A digital signal processor (DSP), or if the computational/architectural demand is low even a microcontroller, can be employed as the hardware platform of this unit. Signal processing is embedded as the software in such a hardware platform. Alternatively, and provided that the complexity of the signal processing algorithms remains low, signal processing unit may be implemented solely in hardware using programmable logic array (PLA) or field programmable gate array (FPGA) technology. In an ideal case, namely when the signal processing algorithm is not excessively complex, the hardware does not require a PC for its operation; however, interfacing to a PC is usually provisioned for data management.

FIG. 3 shows the main functions of the software embedded in the signal processing module 102. The software is essentially responsible for the generation of the stimulus signals and extraction of response signals, i.e., processing portion 302, as well as management of the input/output of data 304-308.

The processing portion 302 is adapted to provide passing/failing indications at a plurality of auditory thresholds. For example, the response to the stimulus may be indicative of a hearing loss of 25 dB auditory threshold or less as is typically used for infant and young children screening. A second passing/failing indication may be between about 40 dB-50 dB to provide an indication of a moderate or greater hearing loss. This later threshold will be more typically used for screening adults, but may also be used to screen other test subjects. Alternatively, the apparatus may be configured to provide a passing/failing indication selectable in the range from about 25 dB to about 50 dB. In this regard, the audiologist or other practitioner may select a screening auditory threshold based upon how the patient presents.

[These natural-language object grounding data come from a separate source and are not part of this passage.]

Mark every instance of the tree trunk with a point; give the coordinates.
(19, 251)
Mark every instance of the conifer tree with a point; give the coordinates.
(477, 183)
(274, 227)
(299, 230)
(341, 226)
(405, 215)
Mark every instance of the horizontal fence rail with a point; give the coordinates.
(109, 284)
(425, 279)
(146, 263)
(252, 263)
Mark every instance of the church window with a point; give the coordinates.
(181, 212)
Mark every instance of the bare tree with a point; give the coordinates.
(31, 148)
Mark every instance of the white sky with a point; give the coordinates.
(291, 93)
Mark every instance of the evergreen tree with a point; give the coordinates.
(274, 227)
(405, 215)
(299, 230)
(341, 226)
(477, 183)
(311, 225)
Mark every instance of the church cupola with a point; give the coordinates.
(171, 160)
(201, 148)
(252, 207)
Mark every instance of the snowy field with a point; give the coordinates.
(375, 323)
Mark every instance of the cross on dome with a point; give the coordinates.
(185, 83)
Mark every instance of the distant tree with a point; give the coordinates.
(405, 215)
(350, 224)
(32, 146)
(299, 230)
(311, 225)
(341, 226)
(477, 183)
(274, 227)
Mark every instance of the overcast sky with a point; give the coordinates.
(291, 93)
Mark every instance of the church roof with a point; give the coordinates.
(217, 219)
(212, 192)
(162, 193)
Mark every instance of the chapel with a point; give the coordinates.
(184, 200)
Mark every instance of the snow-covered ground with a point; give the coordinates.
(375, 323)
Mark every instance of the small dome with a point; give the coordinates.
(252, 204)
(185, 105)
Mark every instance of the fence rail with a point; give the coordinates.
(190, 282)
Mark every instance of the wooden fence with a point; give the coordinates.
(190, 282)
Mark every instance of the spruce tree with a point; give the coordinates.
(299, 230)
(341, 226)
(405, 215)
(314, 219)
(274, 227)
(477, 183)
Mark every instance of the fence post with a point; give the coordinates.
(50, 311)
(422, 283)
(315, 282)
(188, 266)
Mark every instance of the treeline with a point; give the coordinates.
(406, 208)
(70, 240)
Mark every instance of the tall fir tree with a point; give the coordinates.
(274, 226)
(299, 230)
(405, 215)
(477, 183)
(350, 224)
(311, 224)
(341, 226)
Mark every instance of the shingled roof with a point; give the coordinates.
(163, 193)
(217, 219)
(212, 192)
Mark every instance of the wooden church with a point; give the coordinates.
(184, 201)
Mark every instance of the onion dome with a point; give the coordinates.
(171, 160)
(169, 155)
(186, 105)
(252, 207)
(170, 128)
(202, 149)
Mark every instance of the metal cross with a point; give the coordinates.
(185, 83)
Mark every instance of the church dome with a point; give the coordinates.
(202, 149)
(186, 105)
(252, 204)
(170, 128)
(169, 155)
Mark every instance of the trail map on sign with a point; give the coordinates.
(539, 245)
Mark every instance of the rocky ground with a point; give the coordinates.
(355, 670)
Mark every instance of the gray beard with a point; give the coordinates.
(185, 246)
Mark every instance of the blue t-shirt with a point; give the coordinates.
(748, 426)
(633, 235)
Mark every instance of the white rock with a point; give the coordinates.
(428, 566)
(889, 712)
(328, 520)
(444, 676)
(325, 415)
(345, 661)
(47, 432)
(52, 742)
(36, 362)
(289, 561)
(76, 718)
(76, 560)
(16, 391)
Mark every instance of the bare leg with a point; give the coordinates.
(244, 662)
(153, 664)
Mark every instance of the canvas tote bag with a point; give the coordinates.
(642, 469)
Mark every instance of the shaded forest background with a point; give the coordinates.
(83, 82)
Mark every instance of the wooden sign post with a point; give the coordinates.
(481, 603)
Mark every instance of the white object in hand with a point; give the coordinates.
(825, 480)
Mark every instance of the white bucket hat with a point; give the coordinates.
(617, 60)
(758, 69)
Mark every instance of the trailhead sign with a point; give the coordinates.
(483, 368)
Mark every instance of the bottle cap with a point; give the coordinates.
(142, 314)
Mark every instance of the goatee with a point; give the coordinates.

The user interface 106 may present a pre-screening configuration display that allows the audiologist/practitioner to select one of a number of predefined screening thresholds, e.g., 25 dB, 40 dB or 50 dB at which the audiometer 100 will provide a failing indication. The practitioner may further be presented the ability to select any auditory threshold less than about 50 dB at which the audiometer will provide a failing indication. After selection of the auditory screening threshold, the audiometer functions as described to conduct the OAE screening test to return the passing/failing result also via the user interface.

An audiometer 100 as described herein will prove to be a useful tool to the general practitioner, ear/noise/throat (ENT) specialist and/or skilled audiologist. For example, where an adult patient presents with a hearing loss complaint, the ENT specialist may determine the hearing loss is the result of earwax build up. After affecting a cleaning, it would be necessary to release the patient and have them report later whether they continue to experience hearing loss. With the audiometer 100, the ENT may affect a screening after the cleaning to determine if the hearing loss was properly attributable to the earwax build up or if some other condition is causing the loss. If the patient continues to screen with more than a mild hearing loss, the ENT may then confidently refer the patient to an audiologist or other specialist.

The audiometer 100 provides substantial flexibility. It is unnecessary to have more than one piece of screening equipment to screen for hearing disabilities at multiple auditory thresholds. The audiometer 100 is easily configured to screen for low or mild hearing loss at predetermined thresholds and/or to screen for virtually any auditory threshold below an indication of moderate hearing loss. The audiometer 100 may be a portable stand alone device, may be a stand alone device that couples with a computer or other data processing device for data management or may be an add-on peripheral to an existing audiometer tool. The functionality herein describe may further be implemented as a software program on any suitable media, such as electronic, magnetic or optical media, that may be installed in existing OAE audiometer devices and/or within a computer controlling the operation of an audiometer peripheral device.

The invention has been described in terms of several preferred embodiments and examples. One of skill in the art will appreciate that the invention may be otherwise embodied without departing from its fair scope, which is set forth in the subjoined claims.